Astronomers Discover Fastest Known Asteroid In Our Solar System
Artist’s illustration of the fastest asteroid 2021 PH27, Credit: CTIO/NOIRLab/NSF/AURA/J. da Silva (Spaceengine)

The universe is slowly being traced as this time astronomers have discovered the fastest known asteroid – 2021 PH27 – in our solar system, which takes just 113 days to take a round around the sun. Other than Mercury, which circles the Sun in just 88 days, 2021 PH27 – the Usain Bolt of space rocks – holds the record for the shortest orbital period to take a lap around the sun.

In one of the closest approaches during its orbital period, 2021 PH27 reached about 12.4 million miles (or 20 million km) from the sun this distance is more than twice as close as Mercury reached. And during such time, the temperature on its surface rises to about 900 degrees Fahrenheit or about 500 degrees Celsius (which even melts lead).

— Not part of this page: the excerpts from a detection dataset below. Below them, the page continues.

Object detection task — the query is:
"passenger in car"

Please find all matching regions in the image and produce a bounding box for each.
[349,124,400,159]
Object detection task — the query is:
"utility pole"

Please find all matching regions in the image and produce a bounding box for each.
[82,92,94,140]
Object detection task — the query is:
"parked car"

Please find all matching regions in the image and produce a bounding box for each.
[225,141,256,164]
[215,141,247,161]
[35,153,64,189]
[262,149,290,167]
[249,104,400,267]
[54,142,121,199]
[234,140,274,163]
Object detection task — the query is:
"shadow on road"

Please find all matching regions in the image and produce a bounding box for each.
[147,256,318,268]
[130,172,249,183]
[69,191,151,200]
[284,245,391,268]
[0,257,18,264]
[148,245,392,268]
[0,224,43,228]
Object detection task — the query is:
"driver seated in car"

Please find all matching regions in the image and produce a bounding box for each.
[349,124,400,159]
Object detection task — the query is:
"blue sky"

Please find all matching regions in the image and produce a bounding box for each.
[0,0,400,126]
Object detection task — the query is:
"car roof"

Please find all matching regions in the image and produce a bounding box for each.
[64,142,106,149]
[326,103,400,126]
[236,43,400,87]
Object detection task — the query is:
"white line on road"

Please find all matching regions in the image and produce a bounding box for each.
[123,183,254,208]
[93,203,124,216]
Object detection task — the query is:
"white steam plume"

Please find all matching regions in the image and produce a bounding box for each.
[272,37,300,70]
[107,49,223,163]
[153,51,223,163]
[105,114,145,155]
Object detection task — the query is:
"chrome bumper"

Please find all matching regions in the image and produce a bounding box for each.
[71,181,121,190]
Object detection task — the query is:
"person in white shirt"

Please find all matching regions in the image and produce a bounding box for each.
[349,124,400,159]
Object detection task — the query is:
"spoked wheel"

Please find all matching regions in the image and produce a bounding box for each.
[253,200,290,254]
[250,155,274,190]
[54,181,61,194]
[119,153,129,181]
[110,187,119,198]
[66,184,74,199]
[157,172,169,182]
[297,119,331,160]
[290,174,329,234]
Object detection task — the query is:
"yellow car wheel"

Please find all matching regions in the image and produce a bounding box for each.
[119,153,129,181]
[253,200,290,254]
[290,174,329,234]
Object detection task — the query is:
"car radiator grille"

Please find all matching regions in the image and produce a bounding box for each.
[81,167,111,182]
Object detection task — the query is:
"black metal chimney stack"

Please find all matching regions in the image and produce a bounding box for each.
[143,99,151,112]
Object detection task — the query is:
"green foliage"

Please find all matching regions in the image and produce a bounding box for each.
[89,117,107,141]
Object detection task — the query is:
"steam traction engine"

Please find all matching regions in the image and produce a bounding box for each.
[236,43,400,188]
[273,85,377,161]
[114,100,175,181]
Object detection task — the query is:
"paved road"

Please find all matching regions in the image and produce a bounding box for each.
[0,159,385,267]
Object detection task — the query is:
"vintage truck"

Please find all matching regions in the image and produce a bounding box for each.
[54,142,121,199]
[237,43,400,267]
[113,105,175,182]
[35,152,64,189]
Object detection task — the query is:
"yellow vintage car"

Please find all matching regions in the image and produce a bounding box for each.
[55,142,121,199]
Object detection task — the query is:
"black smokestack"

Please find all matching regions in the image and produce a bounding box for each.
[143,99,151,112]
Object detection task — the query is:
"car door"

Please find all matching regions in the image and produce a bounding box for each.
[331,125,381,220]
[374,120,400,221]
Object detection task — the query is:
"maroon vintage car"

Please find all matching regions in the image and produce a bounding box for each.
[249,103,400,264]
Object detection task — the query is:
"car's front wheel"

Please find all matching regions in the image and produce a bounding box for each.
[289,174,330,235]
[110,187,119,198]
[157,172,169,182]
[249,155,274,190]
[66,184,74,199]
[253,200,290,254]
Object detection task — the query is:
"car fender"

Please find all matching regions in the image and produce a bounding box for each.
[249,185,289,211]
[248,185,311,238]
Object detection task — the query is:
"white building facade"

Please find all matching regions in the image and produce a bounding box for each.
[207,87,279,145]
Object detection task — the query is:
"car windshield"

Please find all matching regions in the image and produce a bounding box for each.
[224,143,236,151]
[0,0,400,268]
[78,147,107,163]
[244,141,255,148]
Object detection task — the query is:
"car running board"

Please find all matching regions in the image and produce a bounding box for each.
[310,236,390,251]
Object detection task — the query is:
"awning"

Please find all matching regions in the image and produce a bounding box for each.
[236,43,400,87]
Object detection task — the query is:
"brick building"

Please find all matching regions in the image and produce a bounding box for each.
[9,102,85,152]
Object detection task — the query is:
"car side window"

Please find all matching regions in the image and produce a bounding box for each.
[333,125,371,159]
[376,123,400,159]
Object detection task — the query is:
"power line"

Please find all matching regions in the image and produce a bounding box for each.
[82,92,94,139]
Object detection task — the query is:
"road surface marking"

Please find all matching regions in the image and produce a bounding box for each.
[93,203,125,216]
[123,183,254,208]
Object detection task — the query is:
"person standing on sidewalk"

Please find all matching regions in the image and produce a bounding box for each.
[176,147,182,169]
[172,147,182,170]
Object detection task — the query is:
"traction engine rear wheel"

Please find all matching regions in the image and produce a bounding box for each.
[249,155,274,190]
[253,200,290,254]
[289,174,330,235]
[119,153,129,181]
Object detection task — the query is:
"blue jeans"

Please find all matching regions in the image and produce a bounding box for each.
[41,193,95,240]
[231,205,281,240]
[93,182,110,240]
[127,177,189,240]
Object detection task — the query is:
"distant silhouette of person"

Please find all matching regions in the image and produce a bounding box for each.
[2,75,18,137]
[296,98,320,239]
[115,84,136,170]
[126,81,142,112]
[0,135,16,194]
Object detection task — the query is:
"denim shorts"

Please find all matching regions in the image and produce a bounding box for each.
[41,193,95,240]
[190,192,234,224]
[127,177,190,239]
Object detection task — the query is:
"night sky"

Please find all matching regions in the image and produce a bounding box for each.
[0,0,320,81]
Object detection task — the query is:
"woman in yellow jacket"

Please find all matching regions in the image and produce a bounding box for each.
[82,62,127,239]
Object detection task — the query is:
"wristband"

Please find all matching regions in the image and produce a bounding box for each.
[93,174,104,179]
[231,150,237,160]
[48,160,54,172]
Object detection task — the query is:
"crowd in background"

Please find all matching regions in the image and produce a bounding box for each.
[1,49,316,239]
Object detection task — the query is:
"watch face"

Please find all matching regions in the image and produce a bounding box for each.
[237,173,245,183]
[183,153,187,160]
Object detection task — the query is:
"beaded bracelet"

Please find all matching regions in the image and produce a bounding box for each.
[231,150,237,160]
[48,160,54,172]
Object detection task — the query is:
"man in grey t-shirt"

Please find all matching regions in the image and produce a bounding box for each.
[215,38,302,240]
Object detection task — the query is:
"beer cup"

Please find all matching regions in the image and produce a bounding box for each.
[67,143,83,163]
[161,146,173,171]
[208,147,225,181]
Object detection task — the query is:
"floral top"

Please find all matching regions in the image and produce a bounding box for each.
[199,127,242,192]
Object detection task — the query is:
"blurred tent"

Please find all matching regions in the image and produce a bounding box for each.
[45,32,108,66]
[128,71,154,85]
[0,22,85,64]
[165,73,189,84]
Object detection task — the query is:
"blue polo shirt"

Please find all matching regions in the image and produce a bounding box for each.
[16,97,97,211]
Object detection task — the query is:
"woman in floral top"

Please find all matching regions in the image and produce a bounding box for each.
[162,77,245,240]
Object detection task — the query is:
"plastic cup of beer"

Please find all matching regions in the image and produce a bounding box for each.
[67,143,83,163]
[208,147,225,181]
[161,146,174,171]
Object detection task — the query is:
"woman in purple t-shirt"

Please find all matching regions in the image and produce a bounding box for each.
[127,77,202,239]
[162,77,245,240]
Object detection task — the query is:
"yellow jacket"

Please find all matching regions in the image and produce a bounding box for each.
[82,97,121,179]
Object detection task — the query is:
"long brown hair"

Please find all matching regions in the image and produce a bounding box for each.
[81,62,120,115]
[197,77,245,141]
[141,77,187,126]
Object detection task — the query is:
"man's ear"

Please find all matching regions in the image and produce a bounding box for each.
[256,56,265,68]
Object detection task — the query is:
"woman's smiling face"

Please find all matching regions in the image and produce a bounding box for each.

2021 PH27 was discovered on August 13 by the Carnegie Institution of Science’s Scott S. Sheppard, with the help of a Dark Energy Camera atop the Víctor M, and is the fastest known asteroid in our solar system yet. To confirm its speed and orbit, Blanco 4m Telescope at Cerro Tololo Inter-American Observatory in Chile, an international team of astronomers across two continents working together for few upcoming days.

Sheppard said that, “Though telescope time for astronomers is very precious, the international nature and love of the unknown make astronomers very willing to override their own science and observations to follow up new, interesting discoveries like this.”

Asteroids entering the solar system appear as on earth and seem to be moving behind it. Scientists are optimistic to get more accurate information of the orbit after which the asteroid will get its official name. Asteroids like 2021 PH27 helps in understanding the danger towards earth from exterior asteroids.

The major asteroid between Mars and Jupiter is the area where most of the asteroid resides. That’s the place from where the danger to earth came, as they get launched from their trajectories for any reason.

Sheppard mentioned that, “The fraction of asteroids interior to Earth and Venus compared to the exterior will give us insights into the strength and make-up of these objects.” He added, “It is important to count a population of asteroids interior to Earth’s orbit, including those which reach earth during daylight and that cannot easily be discovered in most surveys that are observing at night, away from the sun.”

Some further observations are required which will unveil some mysteries. But it will take time to collect more data. As team members said that 2021 PH27 is now moving behind the sun from our point of view, and it won’t re-emerge until early 2022.